Prime Minister Hun Sen had dispatched 500 troops to the border with Vietnam on June 27 to shoot down alleged “drones” — the specific kind was never identified clearly — which had been reportedly flying into Cambodian territory. By the next day, the number of soldiers had increased to 10,000, according to Hun Sen.
Any military unit that could shoot down a drone would receive $200,000, Hun Sen stated.
He implied the drones may have connection to a group of terrorists which had attacked government offices in the Vietnamese province of Dak Lak, bordering Mondulkiri. He also invoked the group’s involvement with an unnamed opposition group — likely the CNRP.

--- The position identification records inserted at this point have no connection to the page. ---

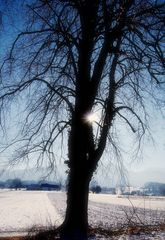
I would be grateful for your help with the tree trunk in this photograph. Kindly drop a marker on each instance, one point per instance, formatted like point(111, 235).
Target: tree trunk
point(75, 225)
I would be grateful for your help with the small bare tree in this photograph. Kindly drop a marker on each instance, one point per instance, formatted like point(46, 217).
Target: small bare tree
point(75, 58)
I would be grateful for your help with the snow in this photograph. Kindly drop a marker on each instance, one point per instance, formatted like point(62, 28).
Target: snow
point(23, 210)
point(154, 203)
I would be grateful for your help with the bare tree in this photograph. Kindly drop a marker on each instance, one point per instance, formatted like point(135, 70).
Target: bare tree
point(75, 58)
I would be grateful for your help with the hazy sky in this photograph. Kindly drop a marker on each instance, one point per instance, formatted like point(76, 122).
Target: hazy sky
point(151, 167)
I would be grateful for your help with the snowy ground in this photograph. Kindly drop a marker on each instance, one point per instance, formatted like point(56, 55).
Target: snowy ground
point(21, 210)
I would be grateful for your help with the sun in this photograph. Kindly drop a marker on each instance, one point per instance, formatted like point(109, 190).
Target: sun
point(91, 117)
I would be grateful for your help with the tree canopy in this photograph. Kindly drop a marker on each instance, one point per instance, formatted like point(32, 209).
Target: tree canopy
point(75, 58)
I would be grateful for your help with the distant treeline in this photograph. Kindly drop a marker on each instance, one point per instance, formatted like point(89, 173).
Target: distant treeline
point(17, 183)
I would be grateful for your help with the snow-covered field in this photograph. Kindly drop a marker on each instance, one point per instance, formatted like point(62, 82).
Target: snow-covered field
point(21, 210)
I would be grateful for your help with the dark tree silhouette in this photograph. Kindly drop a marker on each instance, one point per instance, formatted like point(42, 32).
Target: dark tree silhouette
point(75, 58)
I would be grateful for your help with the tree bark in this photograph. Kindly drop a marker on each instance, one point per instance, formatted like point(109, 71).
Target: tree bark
point(75, 225)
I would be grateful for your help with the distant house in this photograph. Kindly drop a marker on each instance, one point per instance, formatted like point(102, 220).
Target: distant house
point(50, 187)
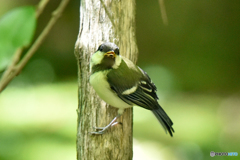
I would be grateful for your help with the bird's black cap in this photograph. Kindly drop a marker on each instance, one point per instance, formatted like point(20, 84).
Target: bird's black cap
point(108, 46)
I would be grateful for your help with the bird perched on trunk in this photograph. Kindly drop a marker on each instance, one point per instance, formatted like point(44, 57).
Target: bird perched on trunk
point(122, 84)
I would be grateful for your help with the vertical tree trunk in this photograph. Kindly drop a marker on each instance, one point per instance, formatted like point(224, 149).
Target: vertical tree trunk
point(102, 21)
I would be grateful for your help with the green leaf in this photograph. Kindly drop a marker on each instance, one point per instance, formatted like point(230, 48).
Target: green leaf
point(16, 30)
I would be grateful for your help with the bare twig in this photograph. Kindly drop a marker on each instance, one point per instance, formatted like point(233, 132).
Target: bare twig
point(18, 67)
point(163, 12)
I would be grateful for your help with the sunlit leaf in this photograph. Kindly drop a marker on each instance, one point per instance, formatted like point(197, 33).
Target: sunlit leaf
point(16, 30)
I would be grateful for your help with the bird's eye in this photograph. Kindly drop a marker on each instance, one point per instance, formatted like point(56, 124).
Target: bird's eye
point(116, 51)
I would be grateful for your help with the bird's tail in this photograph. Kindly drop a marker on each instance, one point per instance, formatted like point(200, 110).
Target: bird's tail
point(163, 118)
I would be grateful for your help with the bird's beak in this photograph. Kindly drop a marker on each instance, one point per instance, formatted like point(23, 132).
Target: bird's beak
point(110, 54)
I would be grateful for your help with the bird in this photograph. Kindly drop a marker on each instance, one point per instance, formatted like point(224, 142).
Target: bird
point(122, 84)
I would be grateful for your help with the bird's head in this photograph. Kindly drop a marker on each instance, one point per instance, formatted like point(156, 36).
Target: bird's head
point(106, 57)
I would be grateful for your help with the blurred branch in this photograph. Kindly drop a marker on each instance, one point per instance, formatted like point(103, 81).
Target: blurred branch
point(41, 5)
point(15, 68)
point(163, 12)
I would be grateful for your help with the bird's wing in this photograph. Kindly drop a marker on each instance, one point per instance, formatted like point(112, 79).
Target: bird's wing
point(135, 89)
point(139, 90)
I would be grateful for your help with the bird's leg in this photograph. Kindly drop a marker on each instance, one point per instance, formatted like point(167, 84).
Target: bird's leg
point(103, 129)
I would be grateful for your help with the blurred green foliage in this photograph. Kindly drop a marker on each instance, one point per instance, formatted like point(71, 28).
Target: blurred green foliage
point(16, 30)
point(194, 62)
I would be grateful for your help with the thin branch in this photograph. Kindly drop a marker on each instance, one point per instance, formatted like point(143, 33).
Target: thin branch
point(163, 12)
point(14, 61)
point(17, 69)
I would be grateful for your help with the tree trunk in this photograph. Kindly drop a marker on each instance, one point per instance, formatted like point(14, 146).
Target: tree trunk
point(103, 21)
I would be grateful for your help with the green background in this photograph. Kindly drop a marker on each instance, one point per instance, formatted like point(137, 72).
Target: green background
point(194, 61)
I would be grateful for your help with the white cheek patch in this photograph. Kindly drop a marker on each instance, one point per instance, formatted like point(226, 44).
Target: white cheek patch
point(118, 61)
point(130, 91)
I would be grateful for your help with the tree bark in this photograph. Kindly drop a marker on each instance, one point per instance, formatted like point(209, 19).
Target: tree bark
point(103, 21)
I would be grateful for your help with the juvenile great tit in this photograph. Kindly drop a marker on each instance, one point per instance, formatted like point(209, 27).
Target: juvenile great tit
point(122, 84)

Ratanakiri provincial governor Nhem Sam Oeun, said that the situation along with Vietnam is calmed and no drones fly to Cambodia’s territory anymore.
“There are no drones invading, and no drones [shoot down]” he said.
Troops had also reportedly been stationed at Mondulkiri and Kratie provinces. Mondulkiri provincial governor Thong Savun and Kratie governor Va Thorn could not be reached for comment.
Royal Cambodian Army spokesperson Mao Phalla declined to comment. Bodyguard Unit head Hing Bun Heang could not be reached for comment.